UFOs and aliens were reimagined as a mysterious black monolith, emitting pure psychic energy or acting as a technological beacon and sending out signals. The ambiguous nature of the film allows for different readings. The movie ends, too, with a glimpse of what is known in the novel as the Star-Child.
Science fiction is one of the oldest genres in cinema thanks to pioneers Georges Méliès and later Fritz Lang, who contributed Metropolis and Woman in the Moon (which features the first ever on-screen use of a countdown launch), and cinema has long been a prism for mankind's fascination with what lies beyond our known world.
The original title Kubrick and Clarke came up with was Journey Beyond the Stars before, before the pair decided on the infinitely more profound 'Space Odyssey'. The script was written in tandem with a novel with each complimenting the other, to a certain extent.
Clarke, the man who dreamt up the communications satellite and became an iconic sci-fi writer, brought a much-needed sense of realism to the project. Handy, considering how set Kubrick was on creating a new breed of motion picture.
In many ways, 2001: A Space Odyssey is a baffling experience with only causal links between scenes. The finale, the 'journey beyond the stars' or Star Gate sequence and its Star-Child denouement, are unlike anything seen before or indeed since.
Kubrick removed the intended voiceover in post-production and told Alex North (the film’s original composer) that he wasn’t going to use his score at all. Instead the director chose to source the soundtrack from classical composers. What might seem like a cliché now was an extraordinary move back then – especially the music he chose.
2001: A Space Odyssey features one of the greatest opening sequences in screen history. On its original theatrical release in 1968, audiences would have been treated to a musical prologue before the curtains parted and lights dimmed. It all helped set the tone, Kubrick was going to take the audience deep inside his own cavernous dream world. His choice of Richard Strauss' 'Thus Spake Zarathurstra' was a masterstroke, imbuing the scene with a sort of fantastical intensity.
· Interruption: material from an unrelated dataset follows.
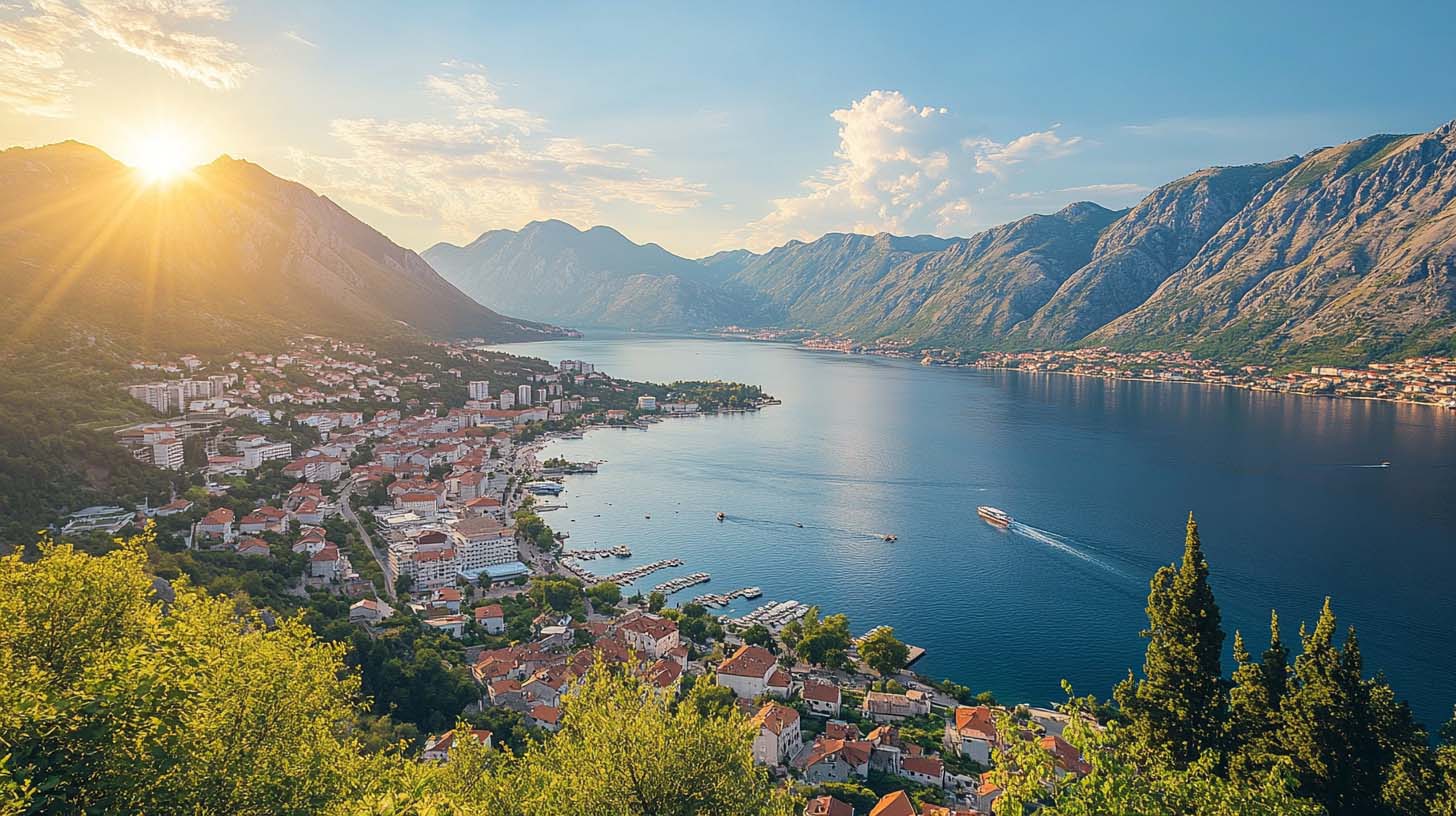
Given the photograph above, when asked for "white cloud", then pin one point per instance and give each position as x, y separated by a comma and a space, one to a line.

From complete darkness we see the shadowy outline of a sphere. We may believe it is Earth, for the opening few seconds, at least. Already the camera’s position is something entirely new and unusual. It tilts sharply upwards, inviting an arc of sunlight to flood the screen.
The camera continues to rise and the sun gets brighter, the Earth more defined but still bathed largely in shadow. The drums beat with vigour and the moon drops away from our view. At this moment the title card appears: 'Metro-Goldwyn-Meyer Presents', in white font. The sun rises higher and higher. Another slice of bombast strikes as 'A Stanley Kubrick Production' builds to an outright crescendo for the title itself.
Ironically, the film opens not in the future but in the far away past. The jet black monolith, it is insinuated, births human consciousness. It is a gift and not an evolutionary issue. God is left out of the equation entirely, unless one chooses to read this object as a tool of the Almighty. Yet this recalls outlandish theories about Mayans and Egyptians building their pyramids guided by celestial, even extraterrestrial, encounters.
2001: A Space Odyssey became notorious as a counter-culture rite of passage event movie, where LSD-dropping crowds would flock to experience the ultimate big screen trip.
Yet for those who do not partake in hallucinogens Kubrick’s film is an equally powerful journey. Its opaque quality begs many questions and none are ever fully answered. Kubrick and Clarke wanted it that way, not out of some obscurantist agenda but because mystery serves the narrative so well.
2001: A Space Odyssey contains one of the most majestic openers in cine history. We are shown our existence from a near impossible angle, and this belies the realisation in that slither of light, hidden in shadow, millions of life forms of all conscience levels go about their daily lives. The sun, our planet and the moon form a cosmic unison each playing a part in creation and life. These formative moments announce the dawn of not just a new strand of science fiction film but an entirely new movie-going experience.